# New site published!!!!



## Lane (Aug 10, 2008)

*Whew* After a steady 200 hours coding and building, my new site is published!!! I still have to add the page titles and pictures (I get my new photo studio tomorrow!   )

Please visit and let me know what you think?

I will still be fixing little things here and there so  let me know if you see anything that needs fixin'  :wink: 

I built the entire site using html... old school, I know... but cheaper. No merchant fees  :wink: Everything has been layered individually and no template systems were used...

www.luxurylanesoap.com

Thanks!!!!


----------



## stepibarra (Aug 10, 2008)

Love the new site... Its very fresh and inviting..


----------



## Lane (Aug 10, 2008)

I have a wide screen monitor and I was just looking the site on an older monitor... It doesn't fit the page!!! AHHHH  :cry:  :cry:  :cry:


----------



## Tabitha (Aug 10, 2008)

On your original shea butter bar page some of the add to cart buttons are messed up. They work but they don't look right.

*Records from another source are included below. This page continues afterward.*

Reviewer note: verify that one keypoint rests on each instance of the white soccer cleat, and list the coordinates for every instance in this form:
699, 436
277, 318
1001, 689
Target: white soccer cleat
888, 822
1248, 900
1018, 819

I love the lime green & teal/aqua.


----------



## Lane (Aug 11, 2008)

Thanks! Just fixed them! I have three monitors set up now so I can see how it looks in different views.


----------



## Maurita (Aug 11, 2008)

Lane, 

Your site looks very appealing and professional. Great job, I wish I could code like that to get my own site up and going the way I'd like  .


----------



## Deda (Aug 11, 2008)

Lane!  I love your new site.  Very clean and crisp.  You did an amazing  job coding all that by hand.  

Here's to your continued success!


----------



## pepperi27 (Aug 11, 2008)

I love your site and it looks like you just cut and paste! Very nicely done!


----------



## kwahlne (Aug 11, 2008)

Lane, that's fantastic!  Really beautiful job!

Question, on the soap you have in the bottom right corner, is that sticker stuck directly onto the soap? Or is it plastic wrapped first?  Do stickers stick directly on soap?  I think that packaging is beautiful.


----------



## Lane (Aug 11, 2008)

Thanks everyone!!!!!

Yeah. The sticker is stuck right on the soap. But only for the picture....Otherwise they are wrapped in paper and then the sticker is put on.


----------



## digit (Aug 11, 2008)

Wow!! At a glance, it looks very inviting. Excellent job!!

Digit


----------



## Lane (Aug 11, 2008)

Thanks!     

A portion was copy and paste. I did the html in different boxes and free handed where I put the boxes. pain!

Still working on the page titles and getting the darn button sizes right... :roll:


----------